SCSU and BOCU-1 are Transfer Encoding Syntaxes, not Character Encoding
Schemes and certainly not Character Encoding Forms. The distinction
really is important, even if it doesn't appear so at first.
BTW, another terminology point:
"BOCU" is the general name for the compression technique that involves
(a) encoding the difference of each code point from the previous, (b)
adjustment of the "previous" value to improve efficiency, and (c)
encoding the resulting difference in such a way as to preserve binary
ordering (and possibly also achieve other TES-like goals). "BOCU-1,"
described in Technical Note #6, is a specific implementation of the BOCU
> UTF-7 is also described in a Technical Report
No it isn't. It's described in RFC 2152.
> and is an encoding form (to 7-bit code units) with trivial encoding
> scheme to bytes (not so trivial, because parity bits can be set for
> the high bit for streamed transmission purpose, that can safely be
> changed/ignored, so there are equivalent bytes).
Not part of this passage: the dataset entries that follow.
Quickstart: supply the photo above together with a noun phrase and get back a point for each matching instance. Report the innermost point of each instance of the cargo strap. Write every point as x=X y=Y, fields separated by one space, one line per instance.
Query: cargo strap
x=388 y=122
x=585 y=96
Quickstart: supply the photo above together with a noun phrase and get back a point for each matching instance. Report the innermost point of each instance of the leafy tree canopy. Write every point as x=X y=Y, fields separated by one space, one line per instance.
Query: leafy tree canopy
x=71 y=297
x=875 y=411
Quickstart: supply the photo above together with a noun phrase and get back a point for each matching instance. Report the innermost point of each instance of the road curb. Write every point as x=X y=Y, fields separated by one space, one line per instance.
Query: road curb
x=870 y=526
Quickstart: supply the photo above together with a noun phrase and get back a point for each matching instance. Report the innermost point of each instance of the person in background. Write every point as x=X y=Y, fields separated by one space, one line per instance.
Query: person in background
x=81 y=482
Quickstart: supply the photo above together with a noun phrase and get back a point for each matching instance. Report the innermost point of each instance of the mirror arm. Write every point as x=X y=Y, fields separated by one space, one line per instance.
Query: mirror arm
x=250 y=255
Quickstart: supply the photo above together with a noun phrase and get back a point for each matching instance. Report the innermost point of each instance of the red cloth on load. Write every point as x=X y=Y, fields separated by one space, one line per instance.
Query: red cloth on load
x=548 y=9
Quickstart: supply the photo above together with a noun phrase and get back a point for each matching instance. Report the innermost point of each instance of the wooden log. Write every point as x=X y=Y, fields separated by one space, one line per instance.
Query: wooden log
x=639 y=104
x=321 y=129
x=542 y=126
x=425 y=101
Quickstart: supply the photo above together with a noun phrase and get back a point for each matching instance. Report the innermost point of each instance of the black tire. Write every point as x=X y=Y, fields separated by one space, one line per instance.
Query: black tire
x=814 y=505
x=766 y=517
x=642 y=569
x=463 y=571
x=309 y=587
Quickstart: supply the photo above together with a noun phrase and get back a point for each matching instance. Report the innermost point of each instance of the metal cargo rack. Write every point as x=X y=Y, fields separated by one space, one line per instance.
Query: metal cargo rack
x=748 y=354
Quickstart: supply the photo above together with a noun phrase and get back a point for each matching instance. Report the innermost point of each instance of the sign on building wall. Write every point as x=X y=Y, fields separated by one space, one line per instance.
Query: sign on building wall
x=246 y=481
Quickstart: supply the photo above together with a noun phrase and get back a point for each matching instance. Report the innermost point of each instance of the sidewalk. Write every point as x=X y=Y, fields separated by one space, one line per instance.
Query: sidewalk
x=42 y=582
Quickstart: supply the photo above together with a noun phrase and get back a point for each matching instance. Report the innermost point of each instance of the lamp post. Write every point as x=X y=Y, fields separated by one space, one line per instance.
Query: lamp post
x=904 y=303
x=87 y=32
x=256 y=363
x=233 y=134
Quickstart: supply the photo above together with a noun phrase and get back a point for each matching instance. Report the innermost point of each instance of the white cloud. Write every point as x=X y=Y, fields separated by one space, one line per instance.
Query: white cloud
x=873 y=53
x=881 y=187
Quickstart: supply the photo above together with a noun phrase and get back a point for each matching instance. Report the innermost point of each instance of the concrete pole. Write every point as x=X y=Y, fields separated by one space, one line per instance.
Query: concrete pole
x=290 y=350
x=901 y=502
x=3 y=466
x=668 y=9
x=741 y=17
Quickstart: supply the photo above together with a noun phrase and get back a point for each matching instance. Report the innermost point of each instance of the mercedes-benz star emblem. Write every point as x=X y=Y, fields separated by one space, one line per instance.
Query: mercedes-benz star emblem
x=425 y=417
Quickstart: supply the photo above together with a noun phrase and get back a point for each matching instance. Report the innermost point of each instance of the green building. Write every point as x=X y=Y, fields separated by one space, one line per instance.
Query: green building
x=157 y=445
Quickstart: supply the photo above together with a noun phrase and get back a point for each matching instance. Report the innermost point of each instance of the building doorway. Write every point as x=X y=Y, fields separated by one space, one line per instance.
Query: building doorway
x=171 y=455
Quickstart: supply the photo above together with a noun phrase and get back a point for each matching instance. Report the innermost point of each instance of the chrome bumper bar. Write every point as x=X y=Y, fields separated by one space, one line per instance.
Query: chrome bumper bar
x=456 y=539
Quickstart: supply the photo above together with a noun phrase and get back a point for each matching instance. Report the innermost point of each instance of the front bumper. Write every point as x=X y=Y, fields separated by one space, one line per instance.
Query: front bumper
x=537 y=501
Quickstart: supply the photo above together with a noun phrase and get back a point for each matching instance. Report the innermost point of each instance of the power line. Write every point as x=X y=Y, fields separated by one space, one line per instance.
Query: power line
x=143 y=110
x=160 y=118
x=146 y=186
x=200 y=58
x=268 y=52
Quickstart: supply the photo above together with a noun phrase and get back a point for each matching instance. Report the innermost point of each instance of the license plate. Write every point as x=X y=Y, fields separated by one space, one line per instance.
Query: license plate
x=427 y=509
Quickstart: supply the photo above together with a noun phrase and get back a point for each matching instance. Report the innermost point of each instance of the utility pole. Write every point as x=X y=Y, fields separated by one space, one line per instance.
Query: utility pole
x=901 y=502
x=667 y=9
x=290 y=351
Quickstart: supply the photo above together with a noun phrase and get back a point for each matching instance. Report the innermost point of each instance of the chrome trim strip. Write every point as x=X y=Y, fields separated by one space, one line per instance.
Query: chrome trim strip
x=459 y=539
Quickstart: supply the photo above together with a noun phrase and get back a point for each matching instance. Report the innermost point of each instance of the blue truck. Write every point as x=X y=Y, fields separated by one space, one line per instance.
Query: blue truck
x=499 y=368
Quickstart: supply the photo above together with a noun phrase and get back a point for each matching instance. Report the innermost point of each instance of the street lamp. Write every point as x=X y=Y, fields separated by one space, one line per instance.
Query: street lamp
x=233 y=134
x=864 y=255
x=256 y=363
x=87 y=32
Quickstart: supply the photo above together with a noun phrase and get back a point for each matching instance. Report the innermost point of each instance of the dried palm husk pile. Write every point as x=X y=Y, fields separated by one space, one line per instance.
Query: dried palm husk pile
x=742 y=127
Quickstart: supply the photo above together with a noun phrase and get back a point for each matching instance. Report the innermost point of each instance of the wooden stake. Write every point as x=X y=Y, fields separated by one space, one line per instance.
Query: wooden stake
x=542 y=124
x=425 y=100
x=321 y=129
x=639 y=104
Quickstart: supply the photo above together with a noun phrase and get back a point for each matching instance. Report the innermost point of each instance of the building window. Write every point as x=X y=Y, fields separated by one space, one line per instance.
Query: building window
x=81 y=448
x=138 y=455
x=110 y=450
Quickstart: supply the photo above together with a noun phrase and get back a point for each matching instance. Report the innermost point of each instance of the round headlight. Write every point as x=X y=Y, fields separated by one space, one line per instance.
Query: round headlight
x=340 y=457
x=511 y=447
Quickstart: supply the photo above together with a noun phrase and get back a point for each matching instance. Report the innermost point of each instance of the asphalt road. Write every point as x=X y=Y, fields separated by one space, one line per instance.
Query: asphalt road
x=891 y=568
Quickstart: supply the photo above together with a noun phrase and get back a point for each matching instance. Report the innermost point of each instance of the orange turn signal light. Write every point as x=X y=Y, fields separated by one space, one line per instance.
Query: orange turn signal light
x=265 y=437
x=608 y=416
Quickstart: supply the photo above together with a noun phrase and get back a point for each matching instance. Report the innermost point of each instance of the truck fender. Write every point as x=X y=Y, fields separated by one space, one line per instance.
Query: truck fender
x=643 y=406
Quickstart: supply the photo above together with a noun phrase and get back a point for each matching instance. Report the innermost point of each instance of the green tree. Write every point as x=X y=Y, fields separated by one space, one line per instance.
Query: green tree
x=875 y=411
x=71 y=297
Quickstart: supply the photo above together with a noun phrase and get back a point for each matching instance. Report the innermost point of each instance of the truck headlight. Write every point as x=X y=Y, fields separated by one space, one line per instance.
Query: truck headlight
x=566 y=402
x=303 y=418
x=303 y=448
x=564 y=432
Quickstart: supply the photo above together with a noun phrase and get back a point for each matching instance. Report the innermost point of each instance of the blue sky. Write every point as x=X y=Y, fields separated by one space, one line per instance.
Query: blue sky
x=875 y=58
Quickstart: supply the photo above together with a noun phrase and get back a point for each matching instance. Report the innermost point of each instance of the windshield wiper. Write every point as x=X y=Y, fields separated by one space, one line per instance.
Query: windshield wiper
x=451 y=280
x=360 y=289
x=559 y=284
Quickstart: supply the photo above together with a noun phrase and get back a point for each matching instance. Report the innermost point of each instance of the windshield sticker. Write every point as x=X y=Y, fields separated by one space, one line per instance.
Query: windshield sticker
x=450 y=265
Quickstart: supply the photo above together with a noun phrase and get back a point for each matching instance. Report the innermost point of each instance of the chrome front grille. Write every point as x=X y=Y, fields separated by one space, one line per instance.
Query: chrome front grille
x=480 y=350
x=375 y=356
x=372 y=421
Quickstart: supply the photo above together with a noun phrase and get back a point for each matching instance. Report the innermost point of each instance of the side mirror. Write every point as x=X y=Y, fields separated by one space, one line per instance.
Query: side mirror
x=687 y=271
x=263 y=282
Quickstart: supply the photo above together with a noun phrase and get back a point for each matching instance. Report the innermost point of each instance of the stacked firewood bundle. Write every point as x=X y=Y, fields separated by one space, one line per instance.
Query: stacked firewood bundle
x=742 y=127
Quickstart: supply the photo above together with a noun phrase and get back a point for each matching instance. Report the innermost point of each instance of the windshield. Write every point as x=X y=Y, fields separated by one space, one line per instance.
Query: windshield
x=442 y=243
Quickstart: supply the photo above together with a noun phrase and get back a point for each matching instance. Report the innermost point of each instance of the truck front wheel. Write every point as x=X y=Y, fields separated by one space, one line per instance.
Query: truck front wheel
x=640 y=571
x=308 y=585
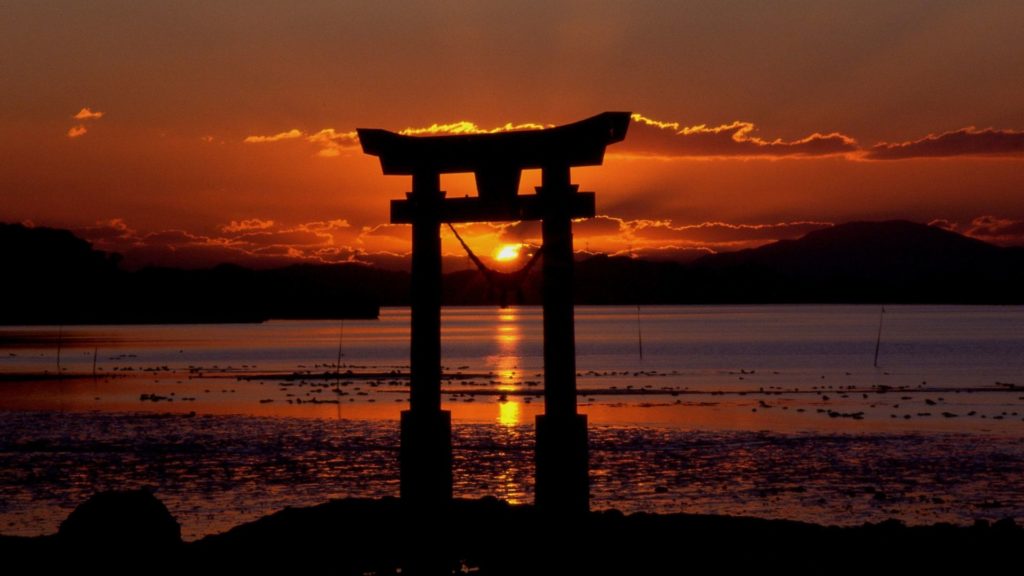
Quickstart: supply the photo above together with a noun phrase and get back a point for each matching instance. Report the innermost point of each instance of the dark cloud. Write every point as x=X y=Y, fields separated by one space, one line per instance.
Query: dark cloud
x=996 y=231
x=736 y=139
x=966 y=141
Neither UTF-7 nor SCSU nor BOCU-1 is an encoding form. Please, please
read UTR #17 or the equivalent Unicode 4.0 text and make sure you
understand the distinctions drawn therein.
> ISO2022, GB18030 and the new JIS standard are mostly viewed as
> encoding forms with a trivial identity encoding scheme because the
> code units are 8 bits.
ISO 2022 lives in a *completely different world* from Unicode/10646. It
is not a Unicode CEF, CES, or TES. It is best not to think of ISO 2022
and Unicode as being related in any way, even if there are ISO 2022
escape sequences to switch into and out of UTF-8.
What new JIS standard? Did I miss something else?